What is the problem with molten salt reactors?

Another basic problem with MSRs is that the materials used to manufacture the various reactor components will be exposed to hot salts that are chemically corrosive, while being bombarded by radioactive particles. So far, there is no material that can perform satisfactorily in such an environment.

Can a molten salt reactor meltdown?

Also the fuel in an MSR is already in liquid form, it cannot melt down and in an emergency situation it can be quickly drained out of the reactor into a passively cooled dump tank.

Are there any working molten salt reactors?

The MSR program closed down in the early 1970s in favor of the liquid metal fast-breeder reactor (LMFBR), after which research stagnated in the United States. As of 2011, ARE and MSRE remained the only molten-salt reactors ever operated.

Why don’t we use thorium reactors?

Even though a conventional meltdown would be unlikely, thorium still produces harmful radiation that needs to be contained, and something could always go wrong. But the real reason we use uranium over thorium is a result of wartime politics.

Why are there no thorium reactors?

Thorium cannot in itself power a reactor; unlike natural uranium, it does not contain enough fissile material to initiate a nuclear chain reaction. As a result it must first be bombarded with neutrons to produce the highly radioactive isotope uranium-233 – ‘so these are really U-233 reactors,’ says Karamoskos.

Are molten salt reactors the future?

Molten salt reactors (MSRs) may play a key role in future nuclear energy systems by offering major advantages in safety and efficiency. Advanced research, technology development and licensing in several countries can potentially make near-term deployment of this innovative technology possible.

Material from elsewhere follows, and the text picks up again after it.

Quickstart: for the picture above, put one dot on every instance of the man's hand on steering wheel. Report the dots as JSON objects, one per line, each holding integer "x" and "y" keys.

Why there are no thorium reactors?

What is the safest nuclear reactor?

Molten-salt reactors
Molten-salt reactors are considered to be relatively safe because the fuel is already dissolved in liquid and they operate at lower pressures than do conventional nuclear reactors, which reduces the risk of explosive meltdowns.

Why is thorium safer than uranium?

Thorium-based reactors are safer because the reaction can easily be stopped and because the operation does not have to take place under extreme pressures. Compared to uranium reactors, thorium reactors produce far less waste and the waste that is generated is much less radioactive and much shorter-lived.

Why don’t we have thorium reactors yet?

What is an IMSR reactor?

The IMSR design is intended to be used for a variety of heat demand applications, ranging from power generation to cogeneration, or process-heat only. Click on image to enlarge. The Integral Molten Salt Reactor (IMSR) is designed for the small modular reactor (SMR) market.

What is an MSR nuclear reactor?

A molten salt reactor (MSR) is a class of nuclear fission reactor in which the primary nuclear reactor coolant and/or the fuel is a molten salt mixture. Only two MSRs have ever operated, both research reactors in the United States.

What is the technology of the IMSR?

The IMSR ® uses a Generation IV reactor technology. It uses a molten salt as coolant and fuel. This is in contrast to water circulating through a highly pressurized cooling system and solid fuel, both of which are the signature features of Generation I, II and III conventional reactors.

What is an integral molten salt reactor?

The Integral Molten Salt Reactor (IMSR) is a design for a small modular reactor (SMR) that employs molten salt reactor technology being developed by the Canadian company Terrestrial Energy.